「KLM」岩手日報No.217

2013年6月9日

 私は現在ペルーの首都・リマに住んでいるが、オランダは延べ3回、計約7年間暮らして、妻もオランダ人であるなど「第二の故郷」とも呼べる国だ。皇太子ご夫妻が先ごろ、オランダの首都アムステルダムで開かれた新国王即位式に参列したのを機に、オランダへの思いや南米との関係に触れてみたい。

 オランダは4月下旬、女王の誕生日を祝う行事がよく開かれる。今年は33年間女王を務めたベアトリックス女王が、長男のウィレム・アレクサンダー皇太子に王位を譲ることになり、アムステルダムで新国王即位式が開かれた。

ペルーのオランダ大使館で、大使(前列右から3人目)と一緒に新国王の即位を祝うKLMオランダ航空のクルー=リマ
ペルーのオランダ大使館で、大使(前列右から3人目)と一緒に新国王の即位を祝うKLMオランダ航空のクルー=リマ

私は南米に移ってからも、リマにある大使館を通じて、オランダ政府のいろんな行事に参加させてもらってきた。大使夫妻主催の即位記念パーティは夜8時から大使公邸で開かれ、在ペルーオランダ人や各大使館の招待客を含め、約400人が集まり盛大に祝った。

特別ゲストとして、オランダから直行便をペルーに飛ばしているKLMオランダ航空のパイロットやスチュワーデスたちも参加、式典がさらに華やかになった。普段は制服での外出はできないとされ、今回は「大目にみてもらった」とあるパイロットが教えてくれた。

 日本からは、病気療養中の雅子さまが2002年以来、約11年ぶりに外国を公式訪問。皇太子ご夫妻がアムステルダムで開かれた新国王即位式に参列した様子を私はビデオの中継で家族と自宅で見ながら、オランダが新世代に移行したと実感した。

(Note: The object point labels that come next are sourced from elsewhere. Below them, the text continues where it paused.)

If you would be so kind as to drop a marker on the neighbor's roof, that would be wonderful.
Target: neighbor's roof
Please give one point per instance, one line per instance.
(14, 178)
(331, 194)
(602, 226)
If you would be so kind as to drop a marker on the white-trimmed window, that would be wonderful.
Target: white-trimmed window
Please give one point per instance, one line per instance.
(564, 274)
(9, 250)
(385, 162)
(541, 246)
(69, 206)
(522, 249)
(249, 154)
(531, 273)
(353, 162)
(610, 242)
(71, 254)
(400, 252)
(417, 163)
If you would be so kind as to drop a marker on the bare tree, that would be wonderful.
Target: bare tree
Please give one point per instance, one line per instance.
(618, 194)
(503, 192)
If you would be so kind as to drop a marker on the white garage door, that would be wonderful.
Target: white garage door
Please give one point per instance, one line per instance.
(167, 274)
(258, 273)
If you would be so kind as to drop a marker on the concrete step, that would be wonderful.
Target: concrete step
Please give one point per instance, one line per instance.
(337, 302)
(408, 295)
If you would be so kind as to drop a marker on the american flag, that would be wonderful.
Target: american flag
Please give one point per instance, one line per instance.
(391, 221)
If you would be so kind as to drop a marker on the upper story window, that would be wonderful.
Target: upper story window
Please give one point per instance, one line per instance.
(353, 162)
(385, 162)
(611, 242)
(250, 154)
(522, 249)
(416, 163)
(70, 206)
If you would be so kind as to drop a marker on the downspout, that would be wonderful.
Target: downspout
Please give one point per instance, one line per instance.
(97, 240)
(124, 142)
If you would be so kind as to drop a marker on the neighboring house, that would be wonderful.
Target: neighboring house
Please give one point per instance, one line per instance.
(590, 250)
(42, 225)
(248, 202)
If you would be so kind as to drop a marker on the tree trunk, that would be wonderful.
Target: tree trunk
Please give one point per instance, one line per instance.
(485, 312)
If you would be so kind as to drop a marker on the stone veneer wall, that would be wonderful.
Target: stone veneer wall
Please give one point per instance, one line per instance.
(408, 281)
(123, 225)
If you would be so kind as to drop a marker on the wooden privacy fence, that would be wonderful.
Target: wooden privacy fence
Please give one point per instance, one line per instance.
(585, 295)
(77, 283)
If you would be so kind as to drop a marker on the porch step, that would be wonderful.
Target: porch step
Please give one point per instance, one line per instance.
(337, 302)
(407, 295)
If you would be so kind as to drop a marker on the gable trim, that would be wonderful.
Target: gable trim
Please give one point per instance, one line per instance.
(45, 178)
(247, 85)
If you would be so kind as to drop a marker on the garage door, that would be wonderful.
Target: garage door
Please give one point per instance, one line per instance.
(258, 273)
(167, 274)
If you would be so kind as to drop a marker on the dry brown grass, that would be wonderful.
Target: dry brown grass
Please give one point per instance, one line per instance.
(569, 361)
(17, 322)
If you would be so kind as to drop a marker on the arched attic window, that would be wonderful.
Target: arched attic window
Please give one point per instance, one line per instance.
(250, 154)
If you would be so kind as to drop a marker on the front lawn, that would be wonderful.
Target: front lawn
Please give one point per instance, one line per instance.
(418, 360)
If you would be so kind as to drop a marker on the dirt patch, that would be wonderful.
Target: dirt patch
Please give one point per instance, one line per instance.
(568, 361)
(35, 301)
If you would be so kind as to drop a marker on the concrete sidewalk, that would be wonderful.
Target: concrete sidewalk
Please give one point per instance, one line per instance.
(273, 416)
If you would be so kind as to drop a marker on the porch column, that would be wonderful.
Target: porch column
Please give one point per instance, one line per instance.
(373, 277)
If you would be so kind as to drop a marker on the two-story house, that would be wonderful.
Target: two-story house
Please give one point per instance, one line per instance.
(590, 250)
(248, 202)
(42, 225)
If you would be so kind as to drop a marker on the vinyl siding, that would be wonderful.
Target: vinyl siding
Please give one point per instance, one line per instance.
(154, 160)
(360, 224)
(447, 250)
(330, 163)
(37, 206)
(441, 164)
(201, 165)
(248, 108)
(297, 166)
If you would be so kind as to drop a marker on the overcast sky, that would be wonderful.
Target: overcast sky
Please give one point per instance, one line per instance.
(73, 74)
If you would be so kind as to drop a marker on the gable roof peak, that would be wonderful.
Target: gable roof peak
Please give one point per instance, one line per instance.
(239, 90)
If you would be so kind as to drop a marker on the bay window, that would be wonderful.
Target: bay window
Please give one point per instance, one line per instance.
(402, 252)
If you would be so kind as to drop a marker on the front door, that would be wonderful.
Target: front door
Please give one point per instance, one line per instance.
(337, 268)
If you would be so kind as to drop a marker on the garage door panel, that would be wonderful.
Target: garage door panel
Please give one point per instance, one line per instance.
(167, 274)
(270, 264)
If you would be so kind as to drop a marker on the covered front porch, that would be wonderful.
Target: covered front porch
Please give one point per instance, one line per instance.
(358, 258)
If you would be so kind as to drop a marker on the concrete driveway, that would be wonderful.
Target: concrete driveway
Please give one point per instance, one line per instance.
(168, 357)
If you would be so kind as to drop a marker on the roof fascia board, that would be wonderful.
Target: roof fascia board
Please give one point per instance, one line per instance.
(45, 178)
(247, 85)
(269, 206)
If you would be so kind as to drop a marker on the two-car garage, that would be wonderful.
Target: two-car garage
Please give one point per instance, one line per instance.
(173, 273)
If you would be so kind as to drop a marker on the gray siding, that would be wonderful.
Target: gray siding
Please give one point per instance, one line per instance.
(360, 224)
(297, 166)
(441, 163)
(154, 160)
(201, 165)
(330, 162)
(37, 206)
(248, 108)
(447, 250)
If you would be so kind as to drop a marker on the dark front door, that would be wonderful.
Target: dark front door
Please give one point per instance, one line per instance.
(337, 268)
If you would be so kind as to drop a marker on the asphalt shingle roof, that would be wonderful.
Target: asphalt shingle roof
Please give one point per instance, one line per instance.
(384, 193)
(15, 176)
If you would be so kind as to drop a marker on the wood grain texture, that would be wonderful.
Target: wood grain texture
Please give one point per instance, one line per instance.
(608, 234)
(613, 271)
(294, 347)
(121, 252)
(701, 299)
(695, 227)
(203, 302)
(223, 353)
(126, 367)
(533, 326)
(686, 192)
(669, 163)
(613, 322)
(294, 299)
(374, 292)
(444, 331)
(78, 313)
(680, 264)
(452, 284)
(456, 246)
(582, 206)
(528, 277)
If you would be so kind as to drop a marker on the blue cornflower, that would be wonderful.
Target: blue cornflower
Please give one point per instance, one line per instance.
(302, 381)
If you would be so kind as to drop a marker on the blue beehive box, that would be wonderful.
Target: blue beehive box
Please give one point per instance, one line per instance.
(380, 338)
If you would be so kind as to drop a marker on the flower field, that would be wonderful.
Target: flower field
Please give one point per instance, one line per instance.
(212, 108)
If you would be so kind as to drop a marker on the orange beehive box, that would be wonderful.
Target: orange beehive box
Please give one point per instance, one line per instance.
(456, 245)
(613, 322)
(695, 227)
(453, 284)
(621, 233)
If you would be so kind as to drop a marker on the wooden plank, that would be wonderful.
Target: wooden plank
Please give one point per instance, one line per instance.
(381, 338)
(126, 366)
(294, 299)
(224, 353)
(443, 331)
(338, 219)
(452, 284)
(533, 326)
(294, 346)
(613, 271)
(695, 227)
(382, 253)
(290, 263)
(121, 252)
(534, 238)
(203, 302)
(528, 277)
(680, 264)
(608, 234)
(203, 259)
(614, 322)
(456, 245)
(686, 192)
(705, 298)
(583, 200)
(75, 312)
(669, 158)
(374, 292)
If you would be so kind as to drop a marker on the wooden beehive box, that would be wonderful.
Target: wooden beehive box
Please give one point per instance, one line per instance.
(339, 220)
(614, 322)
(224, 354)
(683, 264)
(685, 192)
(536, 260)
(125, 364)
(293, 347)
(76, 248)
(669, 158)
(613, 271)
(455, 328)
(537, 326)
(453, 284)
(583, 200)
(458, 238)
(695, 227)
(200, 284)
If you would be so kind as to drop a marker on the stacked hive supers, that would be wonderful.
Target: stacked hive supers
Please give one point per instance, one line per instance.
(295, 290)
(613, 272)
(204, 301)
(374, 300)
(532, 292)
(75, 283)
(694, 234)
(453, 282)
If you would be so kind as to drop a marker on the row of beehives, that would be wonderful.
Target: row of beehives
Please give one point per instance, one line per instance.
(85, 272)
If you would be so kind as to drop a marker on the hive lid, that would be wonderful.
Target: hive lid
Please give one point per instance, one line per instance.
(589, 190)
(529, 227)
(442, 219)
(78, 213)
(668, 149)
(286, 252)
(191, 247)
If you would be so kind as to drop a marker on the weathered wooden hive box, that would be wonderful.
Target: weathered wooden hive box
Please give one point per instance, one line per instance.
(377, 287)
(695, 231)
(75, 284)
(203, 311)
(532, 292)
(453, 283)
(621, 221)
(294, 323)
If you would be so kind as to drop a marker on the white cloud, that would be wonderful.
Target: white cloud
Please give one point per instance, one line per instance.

 マキシマ新王妃は南米アルゼンチンの出身。ラテン女性たちが夢見る結婚、王子様との結婚という、なかなかかなわない夢を実現させた。ペルー国内外でもここ数カ月、タブロイド紙や週刊誌をにぎわせてきた。

マキシマ王妃の実父は、アルゼンチン軍事政権下で農業大臣を務めた経歴がある。軍事政権かつ独裁政権下の閣僚であったことが問題となり、2002年に娘が結婚する際は、オランダの国内世論で結婚反対の声も多く聞かれた。

軍事政権下で無実の市民に対する大量虐殺を引き起こした政権の実力者の娘と、王位継承者との結婚を許していいものか。もし結婚を選ぶなら王位継承権を放棄すべきといった世論が起きたのを思い出す。

結局、実父の元大臣は大量虐殺に一切関与していなかったとなり、オランダで無事結婚式を挙げた。王妃と新国王との間には3人の王女が生まれている。

 イギリスでは、昨年2月にエリザベス女王が即位60年を迎え、チャールズ皇太子は既に64歳に達して、国王即位にいろいろな憶測も流れている。そんなことと比較をされながらも、4月に46歳になったばかりのオランダの新国王は、年齢的にまだ若く、今後の采配が期待されているといっても、決して過言ではないだろう。